3. Pour justifier de la situation d’urgence au sens des dispositions de l’article L. 521-1 du code de justice administrative, M. A soutient que son attestation de prolongation d’instruction a expiré le 17 juillet 2024 et n’a pas été renouvelée sans qu’il ne se soit vu remettre la carte de résident à laquelle il a droit et que, de ce fait, il n’est plus en mesure de justifier de la régularité de son séjour en France et qu’à défaut de disposer d’un document de séjour son contrat de travail risque d’être interrompu. Il fait valoir que le refus du préfet le place dans une grande précarité et porte atteinte à son exercice du droit d’asile et à sa liberté de travailler. Toutefois, ces considérations, qui ne sont pas assorties d’éléments circonstanciés quant à la situation personnelle et familiale du requérant ou à ses conditions d’existence et alors qu’il ne justifie pas de la suspension prochaine de son contrat de travail pour son emploi chez Top Chrono, qu’il est en mesure de justifier de son droit à résider sur le territoire français par la production de la décision de la Cour nationale du droit d’asile et que rien ne fait obstacle à ce que son attestation de prolongation d’instruction soit renouvelée, ne peuvent, en l’état, être regardées comme caractérisant une situation d’urgence au sens des dispositions de l’article L. 521-1 du code de justice administrative.

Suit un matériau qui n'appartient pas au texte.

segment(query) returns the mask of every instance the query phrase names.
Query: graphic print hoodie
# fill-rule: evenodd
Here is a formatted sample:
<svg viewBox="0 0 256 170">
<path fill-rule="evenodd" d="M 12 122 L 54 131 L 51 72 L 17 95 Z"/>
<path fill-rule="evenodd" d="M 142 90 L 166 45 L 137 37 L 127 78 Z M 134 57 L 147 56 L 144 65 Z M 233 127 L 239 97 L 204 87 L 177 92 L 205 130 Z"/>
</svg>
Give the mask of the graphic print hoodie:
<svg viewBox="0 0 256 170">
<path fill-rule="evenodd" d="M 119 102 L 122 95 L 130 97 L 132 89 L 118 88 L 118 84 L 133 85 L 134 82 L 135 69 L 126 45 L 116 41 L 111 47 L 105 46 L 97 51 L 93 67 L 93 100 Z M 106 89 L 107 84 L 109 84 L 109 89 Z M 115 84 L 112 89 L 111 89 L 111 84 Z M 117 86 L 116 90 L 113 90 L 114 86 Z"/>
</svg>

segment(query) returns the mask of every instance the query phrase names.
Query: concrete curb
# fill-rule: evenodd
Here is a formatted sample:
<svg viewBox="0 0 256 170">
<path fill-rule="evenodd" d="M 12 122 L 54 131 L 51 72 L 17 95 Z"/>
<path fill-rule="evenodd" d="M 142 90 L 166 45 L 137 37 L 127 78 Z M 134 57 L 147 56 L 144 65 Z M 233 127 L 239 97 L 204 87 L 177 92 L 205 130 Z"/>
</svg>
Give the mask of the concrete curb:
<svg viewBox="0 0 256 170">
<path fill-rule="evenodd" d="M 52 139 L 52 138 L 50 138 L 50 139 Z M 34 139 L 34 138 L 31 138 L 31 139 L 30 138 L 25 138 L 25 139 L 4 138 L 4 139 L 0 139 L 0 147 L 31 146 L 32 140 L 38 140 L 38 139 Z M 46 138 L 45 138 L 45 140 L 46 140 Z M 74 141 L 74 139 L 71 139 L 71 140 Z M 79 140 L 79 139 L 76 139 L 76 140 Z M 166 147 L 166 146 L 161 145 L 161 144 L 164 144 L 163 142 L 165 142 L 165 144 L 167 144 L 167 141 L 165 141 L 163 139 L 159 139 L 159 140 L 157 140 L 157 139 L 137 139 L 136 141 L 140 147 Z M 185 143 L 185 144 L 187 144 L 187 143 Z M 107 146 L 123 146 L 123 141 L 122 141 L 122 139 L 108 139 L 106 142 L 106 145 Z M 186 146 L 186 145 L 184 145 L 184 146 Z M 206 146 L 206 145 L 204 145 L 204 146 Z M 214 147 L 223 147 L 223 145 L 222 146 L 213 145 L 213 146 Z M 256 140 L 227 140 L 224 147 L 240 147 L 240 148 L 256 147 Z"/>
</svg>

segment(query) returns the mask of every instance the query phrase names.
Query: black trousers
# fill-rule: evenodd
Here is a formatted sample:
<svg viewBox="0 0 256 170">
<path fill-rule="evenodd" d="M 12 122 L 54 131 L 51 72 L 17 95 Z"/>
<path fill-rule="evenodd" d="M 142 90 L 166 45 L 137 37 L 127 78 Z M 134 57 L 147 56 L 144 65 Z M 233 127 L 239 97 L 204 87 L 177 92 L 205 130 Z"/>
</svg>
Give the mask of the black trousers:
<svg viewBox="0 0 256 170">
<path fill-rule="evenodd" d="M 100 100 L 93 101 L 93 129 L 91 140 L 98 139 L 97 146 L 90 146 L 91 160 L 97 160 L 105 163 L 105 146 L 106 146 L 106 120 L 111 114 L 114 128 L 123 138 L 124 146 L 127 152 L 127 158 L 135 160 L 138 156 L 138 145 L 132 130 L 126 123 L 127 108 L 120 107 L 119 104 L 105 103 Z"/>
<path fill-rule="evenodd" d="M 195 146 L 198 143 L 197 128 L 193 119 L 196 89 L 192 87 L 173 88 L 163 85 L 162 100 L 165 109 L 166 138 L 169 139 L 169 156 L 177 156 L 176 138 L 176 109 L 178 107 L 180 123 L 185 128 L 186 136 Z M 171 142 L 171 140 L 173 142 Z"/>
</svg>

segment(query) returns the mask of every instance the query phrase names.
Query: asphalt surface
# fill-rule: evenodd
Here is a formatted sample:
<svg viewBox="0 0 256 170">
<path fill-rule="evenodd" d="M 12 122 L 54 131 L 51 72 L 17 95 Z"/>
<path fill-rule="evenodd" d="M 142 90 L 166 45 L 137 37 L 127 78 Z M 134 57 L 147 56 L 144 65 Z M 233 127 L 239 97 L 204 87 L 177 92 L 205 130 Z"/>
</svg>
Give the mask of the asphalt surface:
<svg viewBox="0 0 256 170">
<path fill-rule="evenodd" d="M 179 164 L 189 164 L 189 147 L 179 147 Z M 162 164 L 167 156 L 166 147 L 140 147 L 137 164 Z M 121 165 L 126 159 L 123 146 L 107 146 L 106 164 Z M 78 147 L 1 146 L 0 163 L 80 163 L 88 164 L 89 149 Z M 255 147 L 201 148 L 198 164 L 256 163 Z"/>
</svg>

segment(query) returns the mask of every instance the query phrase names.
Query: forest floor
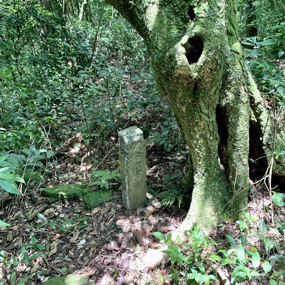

4. Il résulte de ce qui précède, et sans qu’il soit besoin d’examiner si la condition tenant au doute sérieux est remplie, que la requête doit être rejetée, y compris les conclusions tendant au prononcé d’une injonction et celles présentées au titre des dispositions de l’article L. 761-1 du code de justice administrative et de la loi du 10 juillet 1991.
O R D O N N E :
Article 1er : M. A n’est pas admis à l’aide juridictionnelle provisoire.
Article 2 : La requête de M. B A est rejetée.
Article 3 : La présente ordonnance sera notifiée à M. B A.
Copie en sera transmise au préfet des Hauts-de-Seine.
Fait à Cergy, le 2 août 2024.
Le juge des référés,
Signé
T. Viain
La République mande et ordonne au ministre de l’intérieur et des outre-mer en ce qui le concerne et à tous commissaires de justice à ce requis en ce qui concerne les voies de droit commun contre les parties privées, de pourvoir à l’exécution de la présente ordonnance.